IT In The World Of The Cloud: Adaptation

With the rise of cloud computing, some IT professionals are worried that businesses will no longer need their skills and services. In reality, the opposite is true. Small businesses, that may be relying on the cloud vendor for all technical support, are less likely in the first place to have a dedicated, full-time IT team for storage server maintenance and data management. Mid- to large-sized businesses, that tend to have an IT department, will not change course. Instead, they will leverage their IT resources to grow. If you’re in IT, learn to love the cloud for the freedom and flexibility it’s poised to deliver.

Benefits of the Cloud for IT

If a company still maintains an in-house server, IT team members will still need to maintain it. Since the cloud vendor performs all of the maintenance, upgrades, and troubleshooting on cloud storage and cloud-based applications, IT staff will be relieved of the burden of this tedious work. Many individual staff members will have more time to devote to higher-level projects or skill development. In general, this means less time spent on “help desk” tasks and more time spent on enterprise work. Some IT workers may even find themselves in more of a liaison capacity, working with other department managers to ensure that IT capacity is meeting the needs of employees.

Jobs will Shift

While there may be a decrease in some of the entry-level IT jobs, IT employees with demonstrated experience will find an increased need for project managers, business analysts, security specialists and infrastructure specialists within IT. Information professionals who are skilled at organizing and integrating data will also find additional opportunities, as the current cloud models trend toward large silos of data that will eventually need integration. Consider this a call to gain these skills and leverage your portfolio for the future.

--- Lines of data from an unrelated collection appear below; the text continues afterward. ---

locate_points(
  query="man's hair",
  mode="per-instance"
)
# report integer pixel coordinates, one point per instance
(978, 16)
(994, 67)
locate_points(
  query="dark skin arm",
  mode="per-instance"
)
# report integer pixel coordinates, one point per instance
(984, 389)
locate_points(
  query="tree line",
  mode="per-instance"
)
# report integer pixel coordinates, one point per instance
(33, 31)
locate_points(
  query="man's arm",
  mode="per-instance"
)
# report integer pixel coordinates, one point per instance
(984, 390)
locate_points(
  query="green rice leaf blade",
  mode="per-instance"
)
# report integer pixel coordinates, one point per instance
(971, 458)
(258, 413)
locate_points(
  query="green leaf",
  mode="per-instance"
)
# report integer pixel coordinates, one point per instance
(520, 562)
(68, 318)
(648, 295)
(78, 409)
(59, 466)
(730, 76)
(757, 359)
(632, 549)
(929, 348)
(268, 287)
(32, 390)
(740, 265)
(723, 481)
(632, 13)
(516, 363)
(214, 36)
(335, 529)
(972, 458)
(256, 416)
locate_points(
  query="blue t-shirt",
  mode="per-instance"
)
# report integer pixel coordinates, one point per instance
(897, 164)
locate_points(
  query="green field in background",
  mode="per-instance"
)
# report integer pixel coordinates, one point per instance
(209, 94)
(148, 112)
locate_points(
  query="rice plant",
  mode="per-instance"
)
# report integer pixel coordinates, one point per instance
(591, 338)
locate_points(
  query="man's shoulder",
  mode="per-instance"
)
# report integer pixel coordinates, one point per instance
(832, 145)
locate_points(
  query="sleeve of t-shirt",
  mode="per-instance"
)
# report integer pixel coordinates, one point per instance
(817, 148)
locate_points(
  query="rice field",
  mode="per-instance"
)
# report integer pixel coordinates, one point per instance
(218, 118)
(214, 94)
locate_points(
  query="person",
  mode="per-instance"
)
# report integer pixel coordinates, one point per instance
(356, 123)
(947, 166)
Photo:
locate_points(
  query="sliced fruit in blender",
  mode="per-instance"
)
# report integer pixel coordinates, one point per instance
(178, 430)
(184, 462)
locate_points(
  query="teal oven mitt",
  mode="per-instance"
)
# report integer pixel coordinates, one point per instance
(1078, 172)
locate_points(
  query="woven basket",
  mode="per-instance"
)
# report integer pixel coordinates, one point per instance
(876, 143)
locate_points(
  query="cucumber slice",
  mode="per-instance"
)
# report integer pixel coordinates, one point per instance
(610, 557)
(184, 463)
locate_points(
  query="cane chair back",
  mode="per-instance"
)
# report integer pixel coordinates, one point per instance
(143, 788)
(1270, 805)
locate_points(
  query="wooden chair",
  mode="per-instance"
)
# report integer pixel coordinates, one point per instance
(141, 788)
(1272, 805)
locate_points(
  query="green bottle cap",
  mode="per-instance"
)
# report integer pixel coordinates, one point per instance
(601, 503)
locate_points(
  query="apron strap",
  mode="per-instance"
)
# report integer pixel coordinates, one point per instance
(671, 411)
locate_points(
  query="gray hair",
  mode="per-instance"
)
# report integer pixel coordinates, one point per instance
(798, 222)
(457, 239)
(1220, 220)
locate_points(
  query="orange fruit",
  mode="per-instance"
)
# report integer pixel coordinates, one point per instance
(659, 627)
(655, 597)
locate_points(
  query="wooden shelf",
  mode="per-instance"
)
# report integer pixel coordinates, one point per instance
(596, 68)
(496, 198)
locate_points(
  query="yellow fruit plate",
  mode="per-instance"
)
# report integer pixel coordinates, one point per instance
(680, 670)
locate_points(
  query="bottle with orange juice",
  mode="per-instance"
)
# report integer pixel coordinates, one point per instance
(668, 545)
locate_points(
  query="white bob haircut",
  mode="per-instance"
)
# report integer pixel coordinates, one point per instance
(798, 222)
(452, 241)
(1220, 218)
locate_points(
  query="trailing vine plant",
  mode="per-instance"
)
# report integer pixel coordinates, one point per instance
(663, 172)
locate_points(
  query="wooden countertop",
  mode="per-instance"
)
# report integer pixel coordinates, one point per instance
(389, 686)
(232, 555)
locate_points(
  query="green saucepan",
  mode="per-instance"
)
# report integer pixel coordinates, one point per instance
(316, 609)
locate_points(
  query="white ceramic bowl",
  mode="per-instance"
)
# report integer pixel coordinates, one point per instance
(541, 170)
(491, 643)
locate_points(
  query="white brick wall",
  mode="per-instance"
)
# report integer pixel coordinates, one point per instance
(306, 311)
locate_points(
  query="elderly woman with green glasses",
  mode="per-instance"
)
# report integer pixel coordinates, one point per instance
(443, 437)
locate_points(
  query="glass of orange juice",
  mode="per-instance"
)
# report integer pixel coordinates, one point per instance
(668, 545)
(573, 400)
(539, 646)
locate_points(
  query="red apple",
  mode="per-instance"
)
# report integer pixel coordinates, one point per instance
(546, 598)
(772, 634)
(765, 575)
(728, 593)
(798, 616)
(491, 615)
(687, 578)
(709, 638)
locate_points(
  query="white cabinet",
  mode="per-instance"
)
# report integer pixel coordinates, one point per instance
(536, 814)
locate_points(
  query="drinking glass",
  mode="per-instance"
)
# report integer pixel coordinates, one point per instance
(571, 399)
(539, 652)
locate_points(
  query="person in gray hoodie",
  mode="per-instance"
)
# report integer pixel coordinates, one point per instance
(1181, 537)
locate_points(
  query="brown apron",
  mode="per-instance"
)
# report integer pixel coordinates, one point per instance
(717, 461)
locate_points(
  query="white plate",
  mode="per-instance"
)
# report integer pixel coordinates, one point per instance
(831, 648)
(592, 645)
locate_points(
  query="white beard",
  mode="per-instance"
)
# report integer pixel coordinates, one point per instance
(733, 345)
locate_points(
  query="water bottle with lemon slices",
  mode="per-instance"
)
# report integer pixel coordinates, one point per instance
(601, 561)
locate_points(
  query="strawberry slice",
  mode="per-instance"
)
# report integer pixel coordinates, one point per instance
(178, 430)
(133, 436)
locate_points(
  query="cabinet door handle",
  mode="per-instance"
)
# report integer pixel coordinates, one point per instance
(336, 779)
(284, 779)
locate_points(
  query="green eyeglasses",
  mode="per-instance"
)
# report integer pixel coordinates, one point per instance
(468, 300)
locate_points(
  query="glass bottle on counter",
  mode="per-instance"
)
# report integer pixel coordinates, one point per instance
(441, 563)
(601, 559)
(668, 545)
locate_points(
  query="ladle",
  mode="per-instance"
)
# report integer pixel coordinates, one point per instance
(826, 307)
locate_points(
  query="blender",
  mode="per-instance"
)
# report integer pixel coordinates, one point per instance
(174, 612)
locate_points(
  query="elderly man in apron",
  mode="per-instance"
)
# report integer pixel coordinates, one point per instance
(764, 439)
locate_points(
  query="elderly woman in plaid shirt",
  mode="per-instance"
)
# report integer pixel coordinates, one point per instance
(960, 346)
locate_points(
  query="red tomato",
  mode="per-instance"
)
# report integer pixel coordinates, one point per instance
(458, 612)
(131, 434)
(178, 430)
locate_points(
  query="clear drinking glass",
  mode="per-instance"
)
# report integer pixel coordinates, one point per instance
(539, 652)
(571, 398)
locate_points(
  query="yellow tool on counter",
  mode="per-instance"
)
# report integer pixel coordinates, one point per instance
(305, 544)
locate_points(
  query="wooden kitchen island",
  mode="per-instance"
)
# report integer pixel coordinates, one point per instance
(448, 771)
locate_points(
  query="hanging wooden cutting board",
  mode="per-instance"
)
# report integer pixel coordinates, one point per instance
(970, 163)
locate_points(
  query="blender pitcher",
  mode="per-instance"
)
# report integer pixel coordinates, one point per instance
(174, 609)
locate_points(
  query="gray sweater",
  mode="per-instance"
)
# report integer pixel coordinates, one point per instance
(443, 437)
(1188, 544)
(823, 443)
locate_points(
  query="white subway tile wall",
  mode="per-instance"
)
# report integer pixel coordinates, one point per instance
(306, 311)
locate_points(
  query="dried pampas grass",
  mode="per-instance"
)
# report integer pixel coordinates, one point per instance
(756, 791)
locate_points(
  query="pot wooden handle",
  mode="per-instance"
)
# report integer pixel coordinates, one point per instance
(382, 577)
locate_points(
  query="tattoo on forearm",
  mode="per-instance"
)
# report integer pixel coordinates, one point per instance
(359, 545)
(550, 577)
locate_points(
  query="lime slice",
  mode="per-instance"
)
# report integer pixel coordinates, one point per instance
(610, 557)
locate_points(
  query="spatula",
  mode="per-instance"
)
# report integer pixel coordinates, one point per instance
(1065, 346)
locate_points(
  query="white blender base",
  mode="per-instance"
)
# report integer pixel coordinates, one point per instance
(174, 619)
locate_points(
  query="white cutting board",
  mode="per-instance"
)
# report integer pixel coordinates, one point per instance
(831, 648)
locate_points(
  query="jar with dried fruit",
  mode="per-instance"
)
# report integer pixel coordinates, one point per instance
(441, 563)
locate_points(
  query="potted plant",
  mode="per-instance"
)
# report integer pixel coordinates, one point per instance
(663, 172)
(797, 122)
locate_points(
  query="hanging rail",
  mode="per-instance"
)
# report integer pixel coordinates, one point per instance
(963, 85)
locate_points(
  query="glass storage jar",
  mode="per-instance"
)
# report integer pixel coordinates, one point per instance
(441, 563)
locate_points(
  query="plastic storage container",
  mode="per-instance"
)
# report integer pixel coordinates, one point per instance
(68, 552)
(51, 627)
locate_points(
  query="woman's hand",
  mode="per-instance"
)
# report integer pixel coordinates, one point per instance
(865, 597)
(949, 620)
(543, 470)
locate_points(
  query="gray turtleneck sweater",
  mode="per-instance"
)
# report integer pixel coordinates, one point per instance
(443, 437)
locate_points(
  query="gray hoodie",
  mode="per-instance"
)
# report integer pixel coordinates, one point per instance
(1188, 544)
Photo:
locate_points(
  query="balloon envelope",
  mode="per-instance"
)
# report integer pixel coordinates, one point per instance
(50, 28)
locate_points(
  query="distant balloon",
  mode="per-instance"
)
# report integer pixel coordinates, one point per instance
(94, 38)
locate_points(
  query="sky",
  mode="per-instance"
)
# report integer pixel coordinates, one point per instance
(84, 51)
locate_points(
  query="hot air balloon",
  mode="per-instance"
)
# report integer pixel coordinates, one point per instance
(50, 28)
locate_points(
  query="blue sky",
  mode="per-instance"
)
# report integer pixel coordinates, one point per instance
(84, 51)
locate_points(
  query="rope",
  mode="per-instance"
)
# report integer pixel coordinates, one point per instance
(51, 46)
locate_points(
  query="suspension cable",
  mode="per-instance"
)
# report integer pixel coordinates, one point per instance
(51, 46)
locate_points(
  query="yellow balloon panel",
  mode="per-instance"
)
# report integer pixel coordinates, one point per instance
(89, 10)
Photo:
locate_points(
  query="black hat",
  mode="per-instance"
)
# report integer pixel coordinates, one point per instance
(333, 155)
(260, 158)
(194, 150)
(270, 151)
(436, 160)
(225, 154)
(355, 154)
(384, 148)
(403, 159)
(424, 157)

In the end, the cloud will actually strengthen the IT industry; more IT professionals will hold higher-level jobs and will become more valued in their organizations. Those whose skills can translate to both public and private clouds will be in demand for positions dealing with data storage in hybrid clouds. Some IT professionals may find themselves recruited away from business jobs by cloud vendors for some of the same work they are doing presently, providing services to clients. Other trends, including big data, are also poised to have an impact on the role of IT professionals.

Additionally, even IT skills people think are obsolete never really fall out of demand. You never know when knowledge of older programming languages, legacy equipment, and operating systems will come in handy. If you’re concerned about the cloud’s impact on traditional IT positions, diversify your skillset so that you can take advantage of new opportunities and keep attuned to new trends. All industries experience changing roles and skillsets; for IT, this is something that people may need to get used to. However, it certainly doesn’t mean that jobs are going to dry up or that IT will become a dead-end.